Каждый из писак считал долгом обогатить городские читальни и частные библиотеки эксклюзивной коллекцией своих персональных кулинарных рецептов, которые с незначительными изменениями кочевали из одного чревоугоднического сборника в другой и перепевали известную поваренную хрестоматию Гороховца. Не скажу худого слова о книжных промоутерах, они сделали верную ставку: выпущенные с абрисами узнаваемых авторов покетбуки, подарочные альбомы и собрания сочинений разлетались с лотков в считанные часы. Покупатели не утруждали себя ознакомлением даже с аннотацией (уж не говорю: перелистыванием и заглядыванием внутрь многостраничья), приверженцам беллетристического ширпотреба достаточно было узреть на обложке или супере примелькавшуюся улыбку или прическу, а то и лысину — и они торопились облегчить кошельки. Что до изобилия в текстах корявых оборотов — ведь и на экране горе-лингвисты не блистали высоким слогом и всеобъемлемостью ума, так что письменным косноязычием и убожеством прозрений никого разочаровать не могли. «Раз показывают, да к тому же издают, значит достойны, значит заслужили», — таков был ход рассуждений боящихся отстать от моды поглотителей чтива…

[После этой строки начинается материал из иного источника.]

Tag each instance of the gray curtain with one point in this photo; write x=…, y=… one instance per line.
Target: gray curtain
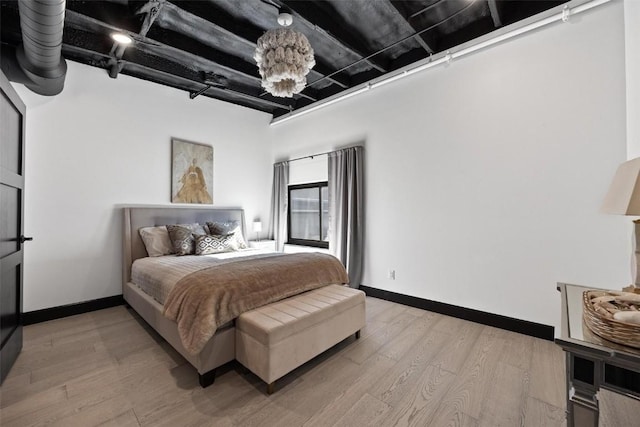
x=278, y=223
x=346, y=210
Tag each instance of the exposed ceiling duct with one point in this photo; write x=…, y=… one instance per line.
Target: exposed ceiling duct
x=39, y=56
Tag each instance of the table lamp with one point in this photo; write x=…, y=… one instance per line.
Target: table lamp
x=257, y=227
x=623, y=198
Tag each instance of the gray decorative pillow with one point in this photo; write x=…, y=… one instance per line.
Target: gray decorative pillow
x=181, y=237
x=228, y=227
x=156, y=240
x=213, y=244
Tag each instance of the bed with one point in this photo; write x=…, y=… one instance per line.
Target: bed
x=219, y=348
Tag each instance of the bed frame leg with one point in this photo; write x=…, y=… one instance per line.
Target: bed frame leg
x=207, y=378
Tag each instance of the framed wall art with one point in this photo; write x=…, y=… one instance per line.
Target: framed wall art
x=191, y=172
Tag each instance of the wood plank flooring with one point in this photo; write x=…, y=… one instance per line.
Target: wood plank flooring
x=409, y=368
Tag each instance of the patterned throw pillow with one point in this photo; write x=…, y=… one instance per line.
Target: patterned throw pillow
x=181, y=237
x=228, y=227
x=213, y=244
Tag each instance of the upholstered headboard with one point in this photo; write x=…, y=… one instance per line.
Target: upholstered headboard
x=136, y=217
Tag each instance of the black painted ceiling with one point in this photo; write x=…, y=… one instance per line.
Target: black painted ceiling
x=206, y=47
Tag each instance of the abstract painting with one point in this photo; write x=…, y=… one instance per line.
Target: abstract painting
x=191, y=172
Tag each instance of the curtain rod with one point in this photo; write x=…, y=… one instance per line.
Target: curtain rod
x=311, y=156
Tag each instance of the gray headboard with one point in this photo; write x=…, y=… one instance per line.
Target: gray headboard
x=136, y=217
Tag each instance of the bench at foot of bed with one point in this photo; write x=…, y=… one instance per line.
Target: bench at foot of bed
x=273, y=340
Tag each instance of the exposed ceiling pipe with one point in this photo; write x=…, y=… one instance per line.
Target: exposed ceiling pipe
x=40, y=54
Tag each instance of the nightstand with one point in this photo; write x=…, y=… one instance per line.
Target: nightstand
x=269, y=245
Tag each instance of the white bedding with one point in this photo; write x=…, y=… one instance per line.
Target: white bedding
x=156, y=276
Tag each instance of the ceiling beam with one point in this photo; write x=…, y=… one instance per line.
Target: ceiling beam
x=151, y=10
x=408, y=27
x=186, y=50
x=331, y=27
x=495, y=14
x=246, y=33
x=165, y=68
x=424, y=9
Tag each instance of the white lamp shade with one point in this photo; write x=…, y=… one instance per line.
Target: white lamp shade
x=623, y=197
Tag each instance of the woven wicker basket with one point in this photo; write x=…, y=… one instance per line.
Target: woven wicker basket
x=613, y=330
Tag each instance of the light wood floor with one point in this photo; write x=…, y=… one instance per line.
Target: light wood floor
x=410, y=367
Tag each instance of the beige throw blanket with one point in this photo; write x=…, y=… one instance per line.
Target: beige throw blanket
x=206, y=299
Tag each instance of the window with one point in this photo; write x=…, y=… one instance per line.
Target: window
x=308, y=219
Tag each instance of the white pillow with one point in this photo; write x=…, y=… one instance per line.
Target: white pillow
x=228, y=227
x=156, y=240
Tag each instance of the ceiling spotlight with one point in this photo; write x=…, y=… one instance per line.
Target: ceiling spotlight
x=121, y=38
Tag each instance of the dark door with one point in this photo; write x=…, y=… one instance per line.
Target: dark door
x=12, y=117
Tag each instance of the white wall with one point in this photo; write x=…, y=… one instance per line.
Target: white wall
x=484, y=178
x=632, y=50
x=105, y=142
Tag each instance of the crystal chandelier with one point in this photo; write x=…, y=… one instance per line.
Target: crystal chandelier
x=284, y=57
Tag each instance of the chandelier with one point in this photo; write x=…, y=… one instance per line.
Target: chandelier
x=284, y=57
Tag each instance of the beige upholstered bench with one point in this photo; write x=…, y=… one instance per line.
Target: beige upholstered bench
x=273, y=340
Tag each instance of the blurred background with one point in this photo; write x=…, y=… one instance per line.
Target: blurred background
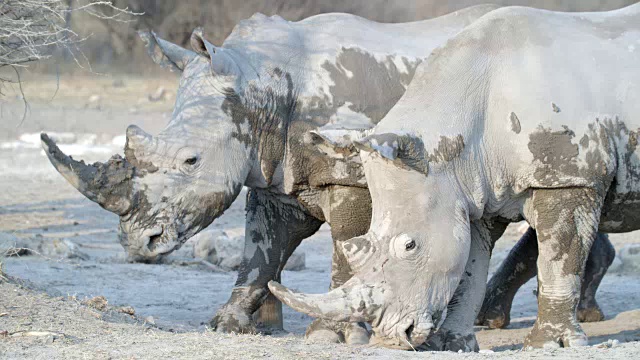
x=115, y=46
x=107, y=80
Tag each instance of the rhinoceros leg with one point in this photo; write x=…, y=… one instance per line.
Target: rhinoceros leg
x=566, y=221
x=518, y=268
x=275, y=226
x=349, y=215
x=600, y=258
x=456, y=332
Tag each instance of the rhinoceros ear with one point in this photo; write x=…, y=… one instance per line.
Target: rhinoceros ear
x=336, y=143
x=221, y=61
x=164, y=53
x=403, y=150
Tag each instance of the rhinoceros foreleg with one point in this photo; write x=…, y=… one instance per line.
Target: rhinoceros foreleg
x=518, y=268
x=456, y=332
x=275, y=226
x=600, y=258
x=349, y=215
x=566, y=221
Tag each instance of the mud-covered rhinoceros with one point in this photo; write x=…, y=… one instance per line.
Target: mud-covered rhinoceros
x=240, y=117
x=526, y=114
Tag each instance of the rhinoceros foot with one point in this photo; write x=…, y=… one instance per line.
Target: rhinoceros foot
x=495, y=313
x=553, y=336
x=444, y=340
x=591, y=313
x=324, y=331
x=233, y=319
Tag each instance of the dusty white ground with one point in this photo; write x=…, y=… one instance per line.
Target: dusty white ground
x=36, y=204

Если думаете, для прихода в литературу нужны особые контрамарки, и Терпсихоры и Мельпомены, сидя на отрогах облаков, самолично надписывают конверты и рассылают приглашения и повестки с просьбой явиться и получить лютню и лавровый венок, то ошибаетесь. Все проще. Одного привел в кущи ямбов и хореев родной дядя — могучий промышленник, другую за волосы притащил за растрепанные лохмы ее любовник-меценат, а она приохотила к поточному производству дактилей, амфибрахиев и анапестов своего не сумевшего прибиться ни к какому другому ремеслу вечно похмельного хахаля. Так и складывается, так и формируется отряд алхимиков слова, высокообразованных ездаков в незнаемое, рыцарей белого стиха и экспериментальных повествовательных форм.